Remember that second debate when Sen. McCain slammed the earmark process of an example of wasteful spending in Washington? The one where the President poo-pooed the notion of earmarks contributing all that much, but than said he would be the better champion against them? That was the same debate (the video of the entire debate is in my blog archive) where the now President claimed he would go through the entire budget "line by line." Now we have a 'stimulus' bill that was never read or parsed, a new $410 billion spending bill (that by the way was introduced while the President was conducting the "Fiscal Responsibility Summit" - see yesterday's blog), and talk of yet another stimulus bill for later in the year.
From the title linked article:
"We need earmark reform," Obama said in September during a presidential debate in Oxford, Miss. "And when I'm president, I will go line by line to make sure that we are not spending money unwisely."

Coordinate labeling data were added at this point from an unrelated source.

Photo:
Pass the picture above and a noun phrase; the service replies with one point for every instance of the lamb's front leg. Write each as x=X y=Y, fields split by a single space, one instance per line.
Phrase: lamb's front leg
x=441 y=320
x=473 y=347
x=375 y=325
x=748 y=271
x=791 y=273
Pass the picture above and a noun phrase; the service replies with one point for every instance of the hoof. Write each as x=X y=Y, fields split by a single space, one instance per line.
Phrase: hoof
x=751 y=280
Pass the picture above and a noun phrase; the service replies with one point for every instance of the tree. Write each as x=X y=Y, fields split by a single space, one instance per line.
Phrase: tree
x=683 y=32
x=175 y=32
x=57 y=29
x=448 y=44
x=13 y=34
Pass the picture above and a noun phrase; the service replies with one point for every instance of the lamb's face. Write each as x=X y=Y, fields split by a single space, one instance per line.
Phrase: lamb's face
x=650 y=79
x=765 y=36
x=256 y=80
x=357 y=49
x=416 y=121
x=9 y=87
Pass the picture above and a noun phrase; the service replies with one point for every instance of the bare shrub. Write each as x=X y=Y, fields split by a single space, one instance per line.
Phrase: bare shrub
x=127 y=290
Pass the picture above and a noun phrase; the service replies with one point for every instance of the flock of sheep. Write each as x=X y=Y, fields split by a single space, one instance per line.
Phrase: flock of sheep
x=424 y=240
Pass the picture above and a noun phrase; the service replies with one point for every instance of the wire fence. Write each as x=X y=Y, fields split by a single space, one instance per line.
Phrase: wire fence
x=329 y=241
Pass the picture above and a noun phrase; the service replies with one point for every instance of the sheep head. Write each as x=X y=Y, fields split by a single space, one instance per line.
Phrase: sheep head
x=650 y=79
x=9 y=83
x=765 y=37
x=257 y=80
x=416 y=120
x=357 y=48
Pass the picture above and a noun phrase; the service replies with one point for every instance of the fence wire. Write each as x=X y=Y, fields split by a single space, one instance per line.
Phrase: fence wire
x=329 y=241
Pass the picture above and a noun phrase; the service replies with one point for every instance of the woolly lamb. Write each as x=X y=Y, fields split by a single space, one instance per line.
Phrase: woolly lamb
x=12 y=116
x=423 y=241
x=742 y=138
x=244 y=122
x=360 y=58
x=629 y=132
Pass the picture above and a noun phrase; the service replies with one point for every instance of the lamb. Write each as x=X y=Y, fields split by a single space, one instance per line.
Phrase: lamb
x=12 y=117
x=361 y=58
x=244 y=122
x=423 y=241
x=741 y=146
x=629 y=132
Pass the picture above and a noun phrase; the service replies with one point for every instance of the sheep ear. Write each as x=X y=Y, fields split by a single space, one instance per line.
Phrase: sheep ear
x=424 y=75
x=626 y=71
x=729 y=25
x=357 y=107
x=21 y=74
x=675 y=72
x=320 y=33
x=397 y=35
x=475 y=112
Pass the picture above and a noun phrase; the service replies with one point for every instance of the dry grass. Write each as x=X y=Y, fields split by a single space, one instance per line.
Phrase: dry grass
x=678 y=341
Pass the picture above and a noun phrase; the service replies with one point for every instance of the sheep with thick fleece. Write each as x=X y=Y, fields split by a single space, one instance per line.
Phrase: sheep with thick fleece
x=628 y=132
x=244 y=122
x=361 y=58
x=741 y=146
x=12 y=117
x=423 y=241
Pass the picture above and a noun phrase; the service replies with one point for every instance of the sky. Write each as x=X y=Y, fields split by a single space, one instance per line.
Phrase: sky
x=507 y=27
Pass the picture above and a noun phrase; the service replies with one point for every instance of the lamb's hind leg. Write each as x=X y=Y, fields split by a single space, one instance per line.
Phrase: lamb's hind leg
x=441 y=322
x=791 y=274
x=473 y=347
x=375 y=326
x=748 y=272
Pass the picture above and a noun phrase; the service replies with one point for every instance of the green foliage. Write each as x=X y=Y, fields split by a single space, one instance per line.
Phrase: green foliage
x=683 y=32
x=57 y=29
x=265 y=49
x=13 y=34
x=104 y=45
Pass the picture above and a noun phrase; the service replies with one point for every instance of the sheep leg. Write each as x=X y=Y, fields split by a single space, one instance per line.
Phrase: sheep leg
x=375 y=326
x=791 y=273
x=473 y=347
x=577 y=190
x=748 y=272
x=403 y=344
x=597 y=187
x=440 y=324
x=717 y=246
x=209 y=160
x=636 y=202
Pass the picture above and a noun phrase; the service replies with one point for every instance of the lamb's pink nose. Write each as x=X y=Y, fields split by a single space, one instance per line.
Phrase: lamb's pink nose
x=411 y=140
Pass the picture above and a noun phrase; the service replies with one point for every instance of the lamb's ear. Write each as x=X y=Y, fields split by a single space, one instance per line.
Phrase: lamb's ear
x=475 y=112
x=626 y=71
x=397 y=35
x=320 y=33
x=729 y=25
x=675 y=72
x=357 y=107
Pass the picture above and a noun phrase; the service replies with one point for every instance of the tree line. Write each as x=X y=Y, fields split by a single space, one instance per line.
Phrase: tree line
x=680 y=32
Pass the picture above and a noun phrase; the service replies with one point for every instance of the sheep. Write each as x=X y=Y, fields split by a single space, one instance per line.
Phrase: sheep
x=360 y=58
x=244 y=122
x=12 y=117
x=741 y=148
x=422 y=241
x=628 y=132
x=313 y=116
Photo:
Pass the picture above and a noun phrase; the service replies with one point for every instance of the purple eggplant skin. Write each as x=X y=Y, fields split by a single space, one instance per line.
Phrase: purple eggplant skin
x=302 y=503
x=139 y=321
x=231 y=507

President Barack Obama should prepare to carve out a lot of free time and keep the coffee hot this week as Congress prepares to unveil a $410 billion omnibus spending bill that's riddled with thousands of earmarks, despite his calls for restraint and efforts on Capitol Hill to curtail the practice.
The bill will contain about 9,000 earmarks totaling $5 billion, congressional officials say. Many of the earmarks — loosely defined as local projects inserted by members of Congress — were inserted last year as the spending bills worked their way through various committees.
Here's what Obama promised on the stimulus bill (from the Change.gov website, which perversely still says the Office of the President-Elect):No earmarks
President-elect Barack Obama said today in a meeting with members of his budget team that he will ban earmarks from the American Recovery and Reinvestment Act that will soon go before Congress.
The President-elect also said he expects his administration to inherit a budget deficit of up to $1 trillion.
He was joined in the meeting by Peter Orszag, Director-designate, Office of Managment and Budget; Christina Romer, Christina Romer, Director-designate, Council of Economic Advisors and Lawrence Summers, Director-designate, National Economic Council, among others.
I don't believe anyone read anything line-by-line, will do so or had any intention of every doing so. I think we can put the whole promise of transparency in the ground now.